Let's imagine that you were in this scenario for a minute. You'd met your "perfect half". He/She was absolutely everything that you'd been searching for. The relationship shouldn't be a monogamous one, because if you add marriage to the mix, the scale will tip at least a little. Anyway, suddenly one day, you got a phone call. Your dream job was on the other line; all the things that you'd been working so hard on. But here's the catch: to get your dream job, you would have to fly to another continent and leave your lover. There was no way around it. What would you do? Which one would you choose?

I want to look at things from all the perspectives. If you chose your lover, you would be throwing a one-in-a-lifetime opportunity away. A lot of us have studied and worked so hard in order to be on top. Therefore, when the perfect opportunity presented itself, wouldn't you want to take it? There are 7 billion people in the planet; surely there must be more than one "perfect half" for you, correct?

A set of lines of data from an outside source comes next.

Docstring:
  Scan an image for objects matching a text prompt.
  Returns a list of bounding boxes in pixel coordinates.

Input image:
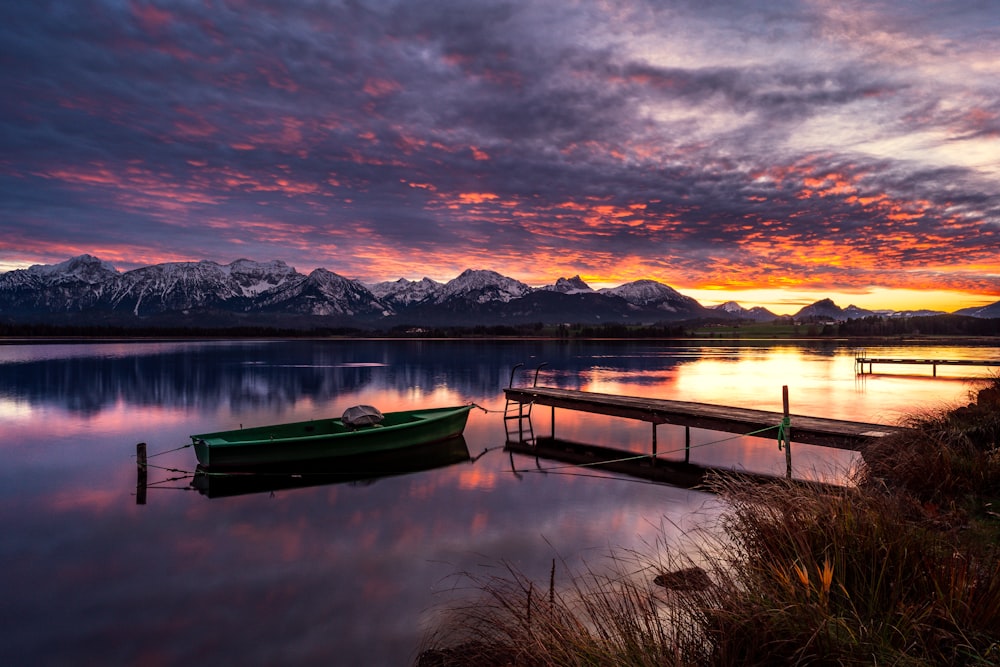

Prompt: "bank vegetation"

[3,313,998,341]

According to university maths genius Peter Backus, our chances of finding love are just one in 285,000. That means that in the small city of Phnom Penh, there are about 26 guys that are compatible with me. Subtract that number with guys who are either in a relationship, married, or gay; I'll have more or less one guy. On the bright side, at least it's not one in a million. That reminded me of an episode of "How I met your mother" where Ted was trying to find love via a dating site.

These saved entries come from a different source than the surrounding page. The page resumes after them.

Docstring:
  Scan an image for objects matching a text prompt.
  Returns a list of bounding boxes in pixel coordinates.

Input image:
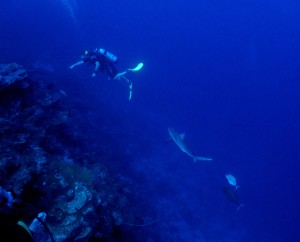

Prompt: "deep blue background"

[1,0,300,241]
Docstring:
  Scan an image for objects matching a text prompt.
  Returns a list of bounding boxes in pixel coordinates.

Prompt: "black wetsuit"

[82,50,118,79]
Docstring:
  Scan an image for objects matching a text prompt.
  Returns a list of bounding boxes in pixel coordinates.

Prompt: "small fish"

[222,185,244,210]
[168,127,212,163]
[225,174,240,190]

With that being said, we can all agree that finding someone compatible with us is hard. Finding someone whom we can deem as being our "perfect half" is almost impossible. I'm sure the odds of me being struck by lightning is greater than finding two "perfect halves" in a lifetime. Though, that is not saying that it is impossible. I've heard of people who have found more than one "soul-mates". Most of us aren't so lucky. Surprisingly, when I asked Joe which one would he choose, he said he would choose love. He said a person is harder to find. I could not agree more with that. We all want to get to the top because we want to be happy. But if you have to go to an empty house after a long successful day, knowing that you could've had your lover with you; where would be the happiness in that?

Some people would say they would choose both and try to make it work. Although, if someone chooses their career over you, you tend to feel like somehow, you're second best to them. Not only that, but to have a successful career and stay on top, that person has to dedicate a lot of time at work. The strain might break even the most perfect lovers up after a while. The key here, is to balance things exactly right.

Personally, I would choose love over career. If I'm good enough to be offered the opportunity in the first place, I can always stay optimistic and hope that a better deal will come along. If it's meant to be, it'll happen, right? I'm a very intense and passionate person. I don't think I can ever take the pain of knowing that I willingly let my once-in-a-lifetime love go.

But we all know that everyone is different, so how about you? What would you do? Which one would you choose? Feel free to leave comments below.

Love, Catherine
XOXO

Comments

  1. I need to hear the reason why some people can't do what they love and can't love they do. Thank looking to hear you soon.

    ReplyDelete
    Replies
    1. There are many reasons why people can't do what they love. For instance, pressure from family/society, low self-esteem, or merely not knowing what they love. The same goes for people who can't love what they love. It might be because they are pressured into doing something they don't love, or they haven't figured out what matters to them.